Do Clean Zones Muddy Commercial Speech?

By: Kelton McLeod

The city of Seattle, Washington has been chosen to host  the 2023 MLB All-Star Week and to act as one of the host cities for the 2026 FIFA World Cup. While these are fantastic sporting events that will bring many tourists and spectators to the Emerald City, the local government will need to consider the potential ramifications of the “clean zone” policies frequently required of host cities.

Clean zones are a requirement that certain areas within city limits be free of marketing signs, activations, or other promotional materials. FIFA, the Olympic Committee, and the MLB all implement clean zone requirements for major events with massive, sponsored advertising.  Clean zones ensure that no advertising (or branding) is visible within the venue or around the event unless associated with an official sponsor. Clean zones are set to protect any deals already in place, as sponsors will pay massive amounts in order to be “The Official” product of an event like the Olympics and therefore want to ensure that the “honor” they pay for is not shared. However, these clean zone policies raise concerns about potential infringement on the free speech and commercial rights of the businesses who are outside the scope of these deals.

The First Amendment states that the government “shall make no law . . . abridging the freedom of speech.” In Virginia State Board of Pharmacy, this protection was extended to “commercial speech,” such as advertising. But, the Supreme Court tempered this extension, by stating that commercial speech is still subject to government regulation and is not as expansive as other free speech protections. Since Central Hudson Gas and Electric Corp. v. Public Service Commission, courts have applied a four-part test in resolving First Amendment challenges to commercial speech regulations. This test asks whether (1) the speech being restricted concerns lawful activity and is not misleading, (2) the asserted governmental interest is substantial, (3) the regulation directly advances that governmental interest, and (4) the regulation is not more extensive than necessary to serve that interest.
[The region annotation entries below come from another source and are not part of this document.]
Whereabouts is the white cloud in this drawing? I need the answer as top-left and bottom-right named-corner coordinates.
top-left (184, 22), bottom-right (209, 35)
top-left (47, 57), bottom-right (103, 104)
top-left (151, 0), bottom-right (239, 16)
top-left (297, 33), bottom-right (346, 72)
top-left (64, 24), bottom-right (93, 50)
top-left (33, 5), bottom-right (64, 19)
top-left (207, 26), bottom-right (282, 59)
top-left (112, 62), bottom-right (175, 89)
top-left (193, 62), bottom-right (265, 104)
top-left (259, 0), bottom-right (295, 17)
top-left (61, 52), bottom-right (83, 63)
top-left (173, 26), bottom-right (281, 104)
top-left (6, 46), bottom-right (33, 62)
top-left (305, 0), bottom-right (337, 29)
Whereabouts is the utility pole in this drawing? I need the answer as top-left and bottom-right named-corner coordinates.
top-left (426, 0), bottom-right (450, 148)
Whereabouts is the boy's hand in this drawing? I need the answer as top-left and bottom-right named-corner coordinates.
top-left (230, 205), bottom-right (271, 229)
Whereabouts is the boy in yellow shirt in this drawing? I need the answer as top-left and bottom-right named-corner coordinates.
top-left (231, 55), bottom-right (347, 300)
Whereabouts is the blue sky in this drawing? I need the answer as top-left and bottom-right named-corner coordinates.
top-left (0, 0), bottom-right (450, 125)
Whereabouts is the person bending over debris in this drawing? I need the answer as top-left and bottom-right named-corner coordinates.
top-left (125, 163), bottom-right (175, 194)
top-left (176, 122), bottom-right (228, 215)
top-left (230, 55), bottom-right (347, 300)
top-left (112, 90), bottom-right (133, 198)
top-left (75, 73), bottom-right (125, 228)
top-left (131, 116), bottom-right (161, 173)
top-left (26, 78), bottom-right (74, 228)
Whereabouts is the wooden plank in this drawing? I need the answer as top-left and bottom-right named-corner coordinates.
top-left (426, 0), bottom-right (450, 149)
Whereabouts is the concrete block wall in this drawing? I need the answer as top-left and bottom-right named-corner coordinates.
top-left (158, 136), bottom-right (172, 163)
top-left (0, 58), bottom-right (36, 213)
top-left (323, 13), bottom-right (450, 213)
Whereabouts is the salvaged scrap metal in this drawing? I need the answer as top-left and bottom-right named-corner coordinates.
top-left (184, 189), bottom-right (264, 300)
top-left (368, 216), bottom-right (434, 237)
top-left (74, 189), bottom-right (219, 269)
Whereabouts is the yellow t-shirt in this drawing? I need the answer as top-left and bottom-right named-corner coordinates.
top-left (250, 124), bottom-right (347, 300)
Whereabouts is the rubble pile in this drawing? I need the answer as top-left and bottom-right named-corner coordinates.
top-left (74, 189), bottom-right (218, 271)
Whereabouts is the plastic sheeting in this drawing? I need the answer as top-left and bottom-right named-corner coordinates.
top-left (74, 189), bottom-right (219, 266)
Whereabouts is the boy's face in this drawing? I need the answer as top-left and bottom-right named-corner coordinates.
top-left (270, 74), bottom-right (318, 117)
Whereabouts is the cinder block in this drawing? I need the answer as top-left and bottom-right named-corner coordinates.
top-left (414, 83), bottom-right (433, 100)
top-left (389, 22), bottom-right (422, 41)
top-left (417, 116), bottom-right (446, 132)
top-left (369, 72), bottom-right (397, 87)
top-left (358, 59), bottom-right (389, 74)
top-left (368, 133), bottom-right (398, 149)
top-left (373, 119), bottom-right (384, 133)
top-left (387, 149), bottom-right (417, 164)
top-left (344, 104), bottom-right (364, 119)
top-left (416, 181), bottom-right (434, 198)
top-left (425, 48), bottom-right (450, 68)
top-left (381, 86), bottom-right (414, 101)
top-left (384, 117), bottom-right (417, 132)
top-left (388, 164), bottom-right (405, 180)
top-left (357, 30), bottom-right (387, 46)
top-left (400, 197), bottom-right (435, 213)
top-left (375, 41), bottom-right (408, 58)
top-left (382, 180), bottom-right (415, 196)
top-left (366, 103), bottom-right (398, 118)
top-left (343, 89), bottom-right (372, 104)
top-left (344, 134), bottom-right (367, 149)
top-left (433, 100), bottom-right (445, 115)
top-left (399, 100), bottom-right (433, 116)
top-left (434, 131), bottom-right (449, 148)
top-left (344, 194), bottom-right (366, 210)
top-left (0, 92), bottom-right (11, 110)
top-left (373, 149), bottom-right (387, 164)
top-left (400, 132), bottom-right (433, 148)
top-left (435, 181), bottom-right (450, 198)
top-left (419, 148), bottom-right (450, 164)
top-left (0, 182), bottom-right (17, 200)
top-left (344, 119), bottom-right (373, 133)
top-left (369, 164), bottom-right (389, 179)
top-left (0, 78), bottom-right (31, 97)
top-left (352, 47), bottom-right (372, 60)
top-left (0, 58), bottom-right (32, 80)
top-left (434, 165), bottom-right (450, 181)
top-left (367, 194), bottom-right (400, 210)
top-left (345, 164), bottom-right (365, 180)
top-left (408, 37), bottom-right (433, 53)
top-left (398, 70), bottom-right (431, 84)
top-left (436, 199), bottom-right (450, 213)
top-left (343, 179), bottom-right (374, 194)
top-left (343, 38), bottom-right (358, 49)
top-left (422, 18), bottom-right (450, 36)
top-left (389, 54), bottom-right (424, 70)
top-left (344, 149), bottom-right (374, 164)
There are no first amendment concerns if the type of speech being restricted is unlawful or misleading, but legal and non-misleading speech must consider other factors of the test. 

In the case of clean zones surrounding major sporting events, the speech being restricted is lawful marketing or other promotional materials, meaning an analysis of the other factors is required. The governmental interest in these cases are substantial because clean zones are often a requirement to bring any event, and all its related revenues, to a host city. Further, clean zones may be implemented to protect public safety, prevent ambush marketing, and promote the integrity of the event. These are arguably substantial governmental interests that are advanced by clean zone regulation and therefore may justify the restriction of commercial speech within certain areas. However, the city still cannot be overly broad in its restrictions. 

Seattle will need to consider the rights of businesses to engage in commercial speech. If local businesses in the designated clean zones are not able to engage in any commercial speech during the event, they could suffer from significant financial losses. To protect these commercial rights, the city will need to ensure that the clean zone regulation put in place is not too extensive, either in scope or proximity, to any stadium in use. The right scope of such regulations is highly fact dependent on the terms of individual clean zones, but if the regulations remain no more extensive than necessary, the clean zones should remain constitutionally sound.

As Seattle welcome’s visitors during the All-Star Week and World Cup matches, it will need to ensure that any policies are not overly broad nor cover more of any area than is necessary to serve the intended purpose of protecting the interests of the event organizers.